What is especially important to bear in mind and in strategy maps is the unwavering momentum of innovation. As experts from McKinsey & Company also advise, this is the time for identifying and quickly addressing new opportunity areas being created by the changing landscape. The crisis time means actions that are about reevaluating the innovation initiative portfolio and ensuring resources are allocated appropriately. Businesses should be building the foundation for post-crisis growth in order to remain competitive in the recovery period.

If you want to gain long-term advantages, there is a need for understanding such shifts and the opportunities they present. It is hard to dismiss how in past crises, companies that invested in innovation delivered superior growth and performance postcrisis. Numbers show that organizations that maintained their innovation focus through the 2009 financial crisis, tended to emerge stronger and outperformed the market average by more than 30 percent.

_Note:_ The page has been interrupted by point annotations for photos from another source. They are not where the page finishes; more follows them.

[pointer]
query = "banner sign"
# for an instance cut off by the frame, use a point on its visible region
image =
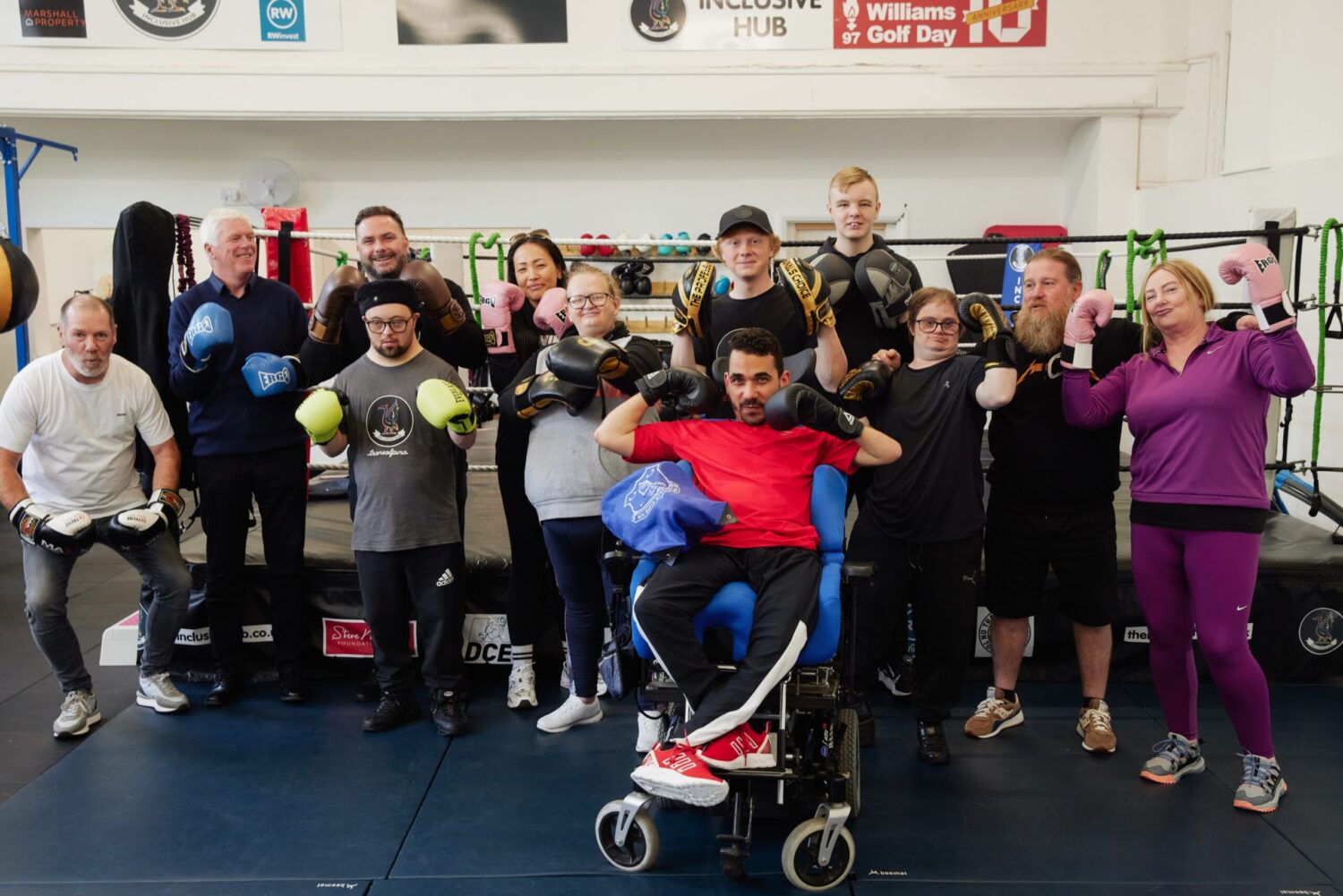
(201, 24)
(53, 18)
(1014, 271)
(916, 24)
(833, 24)
(454, 21)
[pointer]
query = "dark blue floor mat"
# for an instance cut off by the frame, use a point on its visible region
(255, 791)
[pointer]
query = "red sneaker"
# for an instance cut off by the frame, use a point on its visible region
(740, 748)
(677, 772)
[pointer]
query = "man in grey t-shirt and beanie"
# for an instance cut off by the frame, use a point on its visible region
(399, 410)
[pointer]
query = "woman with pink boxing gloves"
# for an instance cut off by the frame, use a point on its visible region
(1197, 400)
(518, 317)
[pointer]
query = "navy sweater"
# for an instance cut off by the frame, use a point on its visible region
(225, 416)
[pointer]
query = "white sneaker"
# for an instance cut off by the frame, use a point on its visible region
(160, 694)
(78, 713)
(650, 729)
(571, 713)
(521, 687)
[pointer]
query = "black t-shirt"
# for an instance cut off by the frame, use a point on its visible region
(1042, 465)
(935, 492)
(854, 322)
(771, 309)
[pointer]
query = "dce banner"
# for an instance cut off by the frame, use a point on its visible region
(840, 24)
(880, 24)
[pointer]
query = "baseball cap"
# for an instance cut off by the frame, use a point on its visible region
(744, 215)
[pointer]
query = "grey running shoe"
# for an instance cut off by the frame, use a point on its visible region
(993, 715)
(160, 694)
(1095, 727)
(1173, 759)
(78, 713)
(521, 687)
(1262, 783)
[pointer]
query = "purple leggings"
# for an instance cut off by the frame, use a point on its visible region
(1205, 579)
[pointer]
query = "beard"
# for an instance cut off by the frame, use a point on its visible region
(391, 352)
(89, 368)
(1041, 330)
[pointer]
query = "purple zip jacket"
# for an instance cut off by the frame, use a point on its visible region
(1200, 435)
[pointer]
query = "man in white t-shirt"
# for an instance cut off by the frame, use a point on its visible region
(72, 418)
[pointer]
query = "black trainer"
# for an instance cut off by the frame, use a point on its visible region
(449, 713)
(394, 711)
(932, 743)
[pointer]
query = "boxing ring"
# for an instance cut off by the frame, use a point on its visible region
(1296, 625)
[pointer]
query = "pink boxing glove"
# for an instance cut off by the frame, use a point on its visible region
(1092, 309)
(499, 301)
(1264, 278)
(552, 311)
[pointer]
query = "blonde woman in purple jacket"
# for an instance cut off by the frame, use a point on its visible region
(1197, 403)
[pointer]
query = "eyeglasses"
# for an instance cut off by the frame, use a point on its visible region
(528, 234)
(595, 300)
(398, 324)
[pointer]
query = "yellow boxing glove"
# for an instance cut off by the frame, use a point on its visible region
(443, 405)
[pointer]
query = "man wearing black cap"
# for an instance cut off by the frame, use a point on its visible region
(400, 410)
(747, 246)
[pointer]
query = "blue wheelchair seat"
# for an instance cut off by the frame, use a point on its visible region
(733, 606)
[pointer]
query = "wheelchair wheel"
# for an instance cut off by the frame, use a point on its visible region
(849, 759)
(800, 850)
(641, 844)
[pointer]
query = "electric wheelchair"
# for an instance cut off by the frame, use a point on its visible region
(816, 772)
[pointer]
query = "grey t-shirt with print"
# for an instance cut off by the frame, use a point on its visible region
(407, 493)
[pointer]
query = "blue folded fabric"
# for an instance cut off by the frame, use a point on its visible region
(660, 511)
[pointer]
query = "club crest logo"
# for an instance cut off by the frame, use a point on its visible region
(389, 421)
(657, 21)
(168, 19)
(650, 488)
(1321, 632)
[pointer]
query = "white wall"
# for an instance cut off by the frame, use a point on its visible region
(1098, 58)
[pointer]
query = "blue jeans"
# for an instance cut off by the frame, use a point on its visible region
(46, 578)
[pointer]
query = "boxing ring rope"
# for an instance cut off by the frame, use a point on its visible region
(1138, 246)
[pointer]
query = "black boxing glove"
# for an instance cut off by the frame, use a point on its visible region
(982, 316)
(685, 389)
(808, 289)
(885, 284)
(864, 384)
(139, 528)
(69, 535)
(690, 300)
(432, 289)
(329, 311)
(587, 360)
(537, 392)
(798, 405)
(837, 273)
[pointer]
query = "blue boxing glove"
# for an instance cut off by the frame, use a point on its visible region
(270, 373)
(210, 328)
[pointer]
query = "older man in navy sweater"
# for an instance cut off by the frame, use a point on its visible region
(233, 344)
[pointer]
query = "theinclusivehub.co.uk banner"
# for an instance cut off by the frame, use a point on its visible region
(834, 24)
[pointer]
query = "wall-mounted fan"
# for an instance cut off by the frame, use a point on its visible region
(269, 182)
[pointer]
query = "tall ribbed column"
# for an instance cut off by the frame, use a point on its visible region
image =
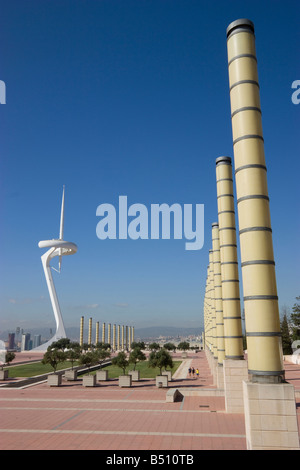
(258, 268)
(109, 334)
(119, 338)
(114, 337)
(103, 332)
(212, 306)
(97, 333)
(129, 337)
(90, 331)
(207, 313)
(81, 331)
(229, 261)
(218, 294)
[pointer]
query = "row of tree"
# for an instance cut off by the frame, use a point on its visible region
(290, 327)
(90, 355)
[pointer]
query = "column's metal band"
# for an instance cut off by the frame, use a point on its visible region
(260, 297)
(242, 56)
(255, 229)
(243, 82)
(223, 195)
(254, 165)
(246, 108)
(226, 212)
(266, 333)
(252, 196)
(248, 136)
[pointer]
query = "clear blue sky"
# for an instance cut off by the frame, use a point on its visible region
(114, 97)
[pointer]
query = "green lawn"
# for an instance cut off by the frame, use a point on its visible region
(37, 368)
(145, 371)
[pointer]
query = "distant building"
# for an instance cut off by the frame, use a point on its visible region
(11, 341)
(37, 340)
(25, 343)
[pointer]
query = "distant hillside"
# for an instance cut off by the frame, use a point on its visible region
(139, 333)
(156, 331)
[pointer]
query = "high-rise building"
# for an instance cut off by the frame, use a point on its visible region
(37, 340)
(25, 343)
(11, 341)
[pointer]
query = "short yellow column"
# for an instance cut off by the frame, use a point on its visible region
(81, 331)
(103, 333)
(212, 306)
(229, 261)
(90, 331)
(114, 337)
(97, 333)
(218, 294)
(265, 362)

They also continued to deliver accelerated growth over the subsequent three to five years.

Businesses should be ready for new sales models, new competitors from different industries and the need for new offerings if they are serious about conquering the crisis. McKinsey & Company outlines in a report that competitive advantages shift dynamically as business models adapt to new market realities. That is why the core capabilities that made an organization distinctive may suddenly be less differentiating. It is also important to realize that while the rise of digital has been mounting similar pressures for more than a decade, what the current crisis is doing is significantly exacerbating and accelerating its disruptive forces.

In Ancient Egypt, the beetle was considered a sign of good luck because of this silent hard-worker’s ingenuity and ability to always find new life through the sun. A bed bug bites humans but a good beetle is a recycler that chews plants and fibre. Whether as a good-luck charm or as a reset button, this crisis has turned out to be quite a beetle for this industry. Hope the dots are going to a sunny place as we step out to the ‘new normal’.